Kanser hastalarının herhangi bir bitki çayını bile hekimine sormadan kullanmamaları gerektiğini kaydeden Kocaismail, şunları söyledi: Ben şahsen hiçbir zaman tıbbın kabul etmediği ve onkologların onaylamadığı maddelere rağbet etmedim. Kanser hastalarına da bunu öneriyorum. Bu maddelerin dışında piyasada bazı otlar da var. Hep söylüyorum bu bitkileri bile almadan önce hekiminize danışın çünkü bitki çayı diye doğal olduğunu düşünüp zarar vermeyeceğine kanaat getirdiğiniz çaylar bile görmüş olduğunuz tedaviyi kötü etkileyebilir. Çay bile alacaksanız muhakkak doktorunuza başvurun. Kanser hastalığının söz konusu maddeler veya bitkilerle iyileştirilebileceğine de inanmayın. Bugün insanların duygularını emellerine alet edip, normal bir kremi bile şifa diye satan var.”

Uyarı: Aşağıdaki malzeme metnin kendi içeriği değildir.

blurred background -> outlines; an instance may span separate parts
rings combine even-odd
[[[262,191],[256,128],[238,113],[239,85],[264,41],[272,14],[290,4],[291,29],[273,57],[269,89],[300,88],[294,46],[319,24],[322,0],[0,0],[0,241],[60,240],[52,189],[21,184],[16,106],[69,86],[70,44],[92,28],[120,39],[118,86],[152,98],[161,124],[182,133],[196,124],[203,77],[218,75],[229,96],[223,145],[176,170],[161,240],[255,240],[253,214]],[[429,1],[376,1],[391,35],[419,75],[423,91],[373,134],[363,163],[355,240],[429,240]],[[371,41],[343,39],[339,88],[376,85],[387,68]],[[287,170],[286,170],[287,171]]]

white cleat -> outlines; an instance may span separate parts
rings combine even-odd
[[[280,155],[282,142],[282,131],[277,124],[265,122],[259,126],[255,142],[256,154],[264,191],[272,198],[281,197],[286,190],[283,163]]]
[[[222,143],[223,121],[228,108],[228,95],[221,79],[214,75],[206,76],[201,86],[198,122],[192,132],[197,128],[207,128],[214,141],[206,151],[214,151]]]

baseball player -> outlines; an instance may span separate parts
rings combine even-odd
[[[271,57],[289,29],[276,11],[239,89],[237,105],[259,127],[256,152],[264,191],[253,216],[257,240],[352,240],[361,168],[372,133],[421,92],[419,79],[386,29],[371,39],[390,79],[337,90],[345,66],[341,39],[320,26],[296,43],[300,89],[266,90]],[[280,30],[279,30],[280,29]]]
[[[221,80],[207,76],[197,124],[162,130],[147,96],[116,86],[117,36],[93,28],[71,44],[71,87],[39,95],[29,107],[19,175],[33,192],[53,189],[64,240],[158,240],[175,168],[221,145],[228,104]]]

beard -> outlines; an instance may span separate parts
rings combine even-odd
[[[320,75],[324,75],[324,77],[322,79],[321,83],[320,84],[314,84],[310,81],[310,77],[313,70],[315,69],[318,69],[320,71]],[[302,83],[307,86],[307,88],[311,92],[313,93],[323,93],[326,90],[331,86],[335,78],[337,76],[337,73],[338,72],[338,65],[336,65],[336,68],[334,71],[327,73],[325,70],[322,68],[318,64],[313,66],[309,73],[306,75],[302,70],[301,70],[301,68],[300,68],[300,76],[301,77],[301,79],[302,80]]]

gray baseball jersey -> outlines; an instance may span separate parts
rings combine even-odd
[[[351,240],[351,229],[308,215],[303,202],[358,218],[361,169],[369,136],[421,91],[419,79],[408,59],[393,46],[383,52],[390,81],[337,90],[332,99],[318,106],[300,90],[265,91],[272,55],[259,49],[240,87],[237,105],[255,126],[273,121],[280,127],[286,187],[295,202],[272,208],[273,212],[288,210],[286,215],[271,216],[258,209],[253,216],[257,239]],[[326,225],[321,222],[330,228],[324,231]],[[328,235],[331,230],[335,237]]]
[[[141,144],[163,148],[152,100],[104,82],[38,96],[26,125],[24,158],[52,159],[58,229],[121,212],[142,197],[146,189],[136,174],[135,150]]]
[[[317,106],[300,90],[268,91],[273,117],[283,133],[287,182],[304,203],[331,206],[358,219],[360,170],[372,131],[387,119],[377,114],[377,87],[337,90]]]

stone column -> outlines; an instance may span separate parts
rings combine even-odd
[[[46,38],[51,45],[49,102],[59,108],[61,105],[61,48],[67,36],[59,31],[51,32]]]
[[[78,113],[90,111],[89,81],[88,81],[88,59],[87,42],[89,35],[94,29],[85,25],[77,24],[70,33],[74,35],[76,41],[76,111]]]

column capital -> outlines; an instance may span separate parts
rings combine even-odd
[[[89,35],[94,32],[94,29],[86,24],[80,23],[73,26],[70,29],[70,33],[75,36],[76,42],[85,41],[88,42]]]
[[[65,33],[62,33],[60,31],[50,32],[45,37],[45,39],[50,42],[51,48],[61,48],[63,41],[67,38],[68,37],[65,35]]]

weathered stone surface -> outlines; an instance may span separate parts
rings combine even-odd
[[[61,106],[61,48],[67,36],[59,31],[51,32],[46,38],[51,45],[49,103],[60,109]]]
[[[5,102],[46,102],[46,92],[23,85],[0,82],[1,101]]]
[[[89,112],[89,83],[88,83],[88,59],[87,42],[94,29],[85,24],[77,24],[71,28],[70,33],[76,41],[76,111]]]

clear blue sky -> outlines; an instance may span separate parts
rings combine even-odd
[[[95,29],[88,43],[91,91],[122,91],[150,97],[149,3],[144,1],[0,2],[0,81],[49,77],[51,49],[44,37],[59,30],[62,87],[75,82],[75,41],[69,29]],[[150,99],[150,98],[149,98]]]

“Biz bıktık kanser bıkmadı”

Raziye Kocaismail, ülkede kanser vakasının giderek artmasına karşın halen daha Onkoloji Merkezi’nin hizmete girmediğini, halen bir onkolog istihdam edilmediğini belirterek yetkilileri bu konuda eleştirdi.

Kocaismail, “Biz bıktık kanser bıkmadı. Bugün ülkemizde kanser hastası sayısı 9 bine ulaştı ve her gün 2-3 yeni vaka ortaya çıkmakta. Ama yetkililer hala daha Onkoloji Merkezi’ni hizmete koyamıyor, ilgili uzmanları bu adaya kazandıramıyor. Onkoloji Merkezi için 55 tane hemşire alınacağı söyleniyor. Ancak 50 değil 100 hemşire de istihdam edilse onkologu olmayan bir merkez hizmet amacına ulaşamaz. Güney Kıbrıs’ta 6 onkolog var. 2 onkolog meme kanserinde uzman, 2 onkolog bağırsak kanserinde uzman ve kan ile ilgili uzman onkologlar var. Halen daha bu sayının yetersiz olduğunu düşünüp onkolog sayısını arttırmaya çalışıyorlar” diye sitem etti.
Devletten umudunu yitiren Kocaismail, “Umarım ki KKTC’de de özel hastaneler devletin yapmadığını yaparlar” dedi.